Si le communiqué commun diffusé dans la nuit ne contient aucun calendrier précis sur la réunion d’une Convention de paix, une mission internationale, dont la Suisse fera partie, doit se rendre prochainement en Colombie pour explorer les moyens de progresser.
Demandée par l’Armée de libération nationale (ELN), la création d’une zone démilitarisée de 4700 km2 pour garantir la sécurité de la guérilla n’a pas été avalisée par la réunion.

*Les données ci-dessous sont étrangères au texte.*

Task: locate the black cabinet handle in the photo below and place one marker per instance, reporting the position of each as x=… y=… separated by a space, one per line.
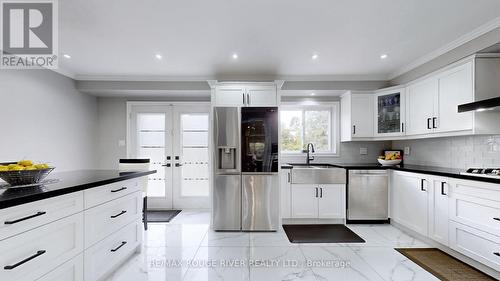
x=117 y=215
x=442 y=188
x=38 y=253
x=25 y=218
x=121 y=245
x=119 y=189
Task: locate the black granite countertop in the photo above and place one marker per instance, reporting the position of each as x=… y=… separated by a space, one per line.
x=68 y=182
x=436 y=171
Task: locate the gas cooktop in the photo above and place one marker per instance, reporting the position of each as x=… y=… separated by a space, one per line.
x=483 y=172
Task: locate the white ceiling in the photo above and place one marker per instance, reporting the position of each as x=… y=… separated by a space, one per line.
x=273 y=38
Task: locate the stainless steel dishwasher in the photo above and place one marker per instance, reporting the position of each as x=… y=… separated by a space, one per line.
x=367 y=196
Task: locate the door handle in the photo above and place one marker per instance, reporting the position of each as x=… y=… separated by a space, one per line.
x=38 y=253
x=121 y=245
x=117 y=215
x=25 y=218
x=442 y=188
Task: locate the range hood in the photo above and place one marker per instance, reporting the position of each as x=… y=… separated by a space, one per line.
x=482 y=105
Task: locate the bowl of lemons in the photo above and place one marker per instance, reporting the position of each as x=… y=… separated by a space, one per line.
x=24 y=172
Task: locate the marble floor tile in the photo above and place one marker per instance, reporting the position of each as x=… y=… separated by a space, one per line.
x=338 y=263
x=391 y=265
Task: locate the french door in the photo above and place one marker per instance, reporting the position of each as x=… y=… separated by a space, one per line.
x=176 y=140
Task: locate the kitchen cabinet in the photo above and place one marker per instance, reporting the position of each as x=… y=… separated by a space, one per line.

Divers groupes de la société civile représentés à Genève s’y sont opposés.
«La question reste en discussion», a précisé M. Gontard. La guérilla a affirmé à Genève que l’offensive militaire contre ses bases en Colombie, lancée depuis vendredi, avait été possible seulement avec le soutien de l’armée et qu’elle remettait en cause le pacte conclu. Le gouvernement a répliqué qu’aucun soldat ne se trouvait dans la zone.
Il n’est pas question non plus de cessez-le-feu dans le communiqué final qui, de l’aveu même des participants, a été très difficile à rédiger.
La réunion aura été plus positive sur le plan humanitaire. La libération annoncée lundi d’un des otages de l’ELN, capturés lors du détournement d’un avion de l’Avianca le 12 avril 1999, s’est finalement matérialisée mardi par l’intermédiaire du Comité international de la Croix-Rouge (CICR).
Mercredi matin, lors d’une réunion de deux heures à Genève, les dirigeants de l’ELN ont rencontré les familles des otages. A la suite de cette rencontre, il a été convenu d’une «solution rapide et heureuse» de ce problème. Le sort des quatre otages de l’Avianca encore aux mains des rebelles et de huit autres otages, capturés sur des bateaux de pêche, serait donc prochainement réglé.
L’absence de l’autre mouvement de guérilla, les Forces armées révolutionnaires de Colombie (FARC), aux négociations de Genève, n’a pas joué de rôle, estime l’expert. La Suisse a réaffirmé sa disponibilité. Elle jugera toutefois au coup par coup de sa participation au processus de paix. Quatre autres pays participent à ce processus: la France, l’Espagne, la Norvège et Cuba.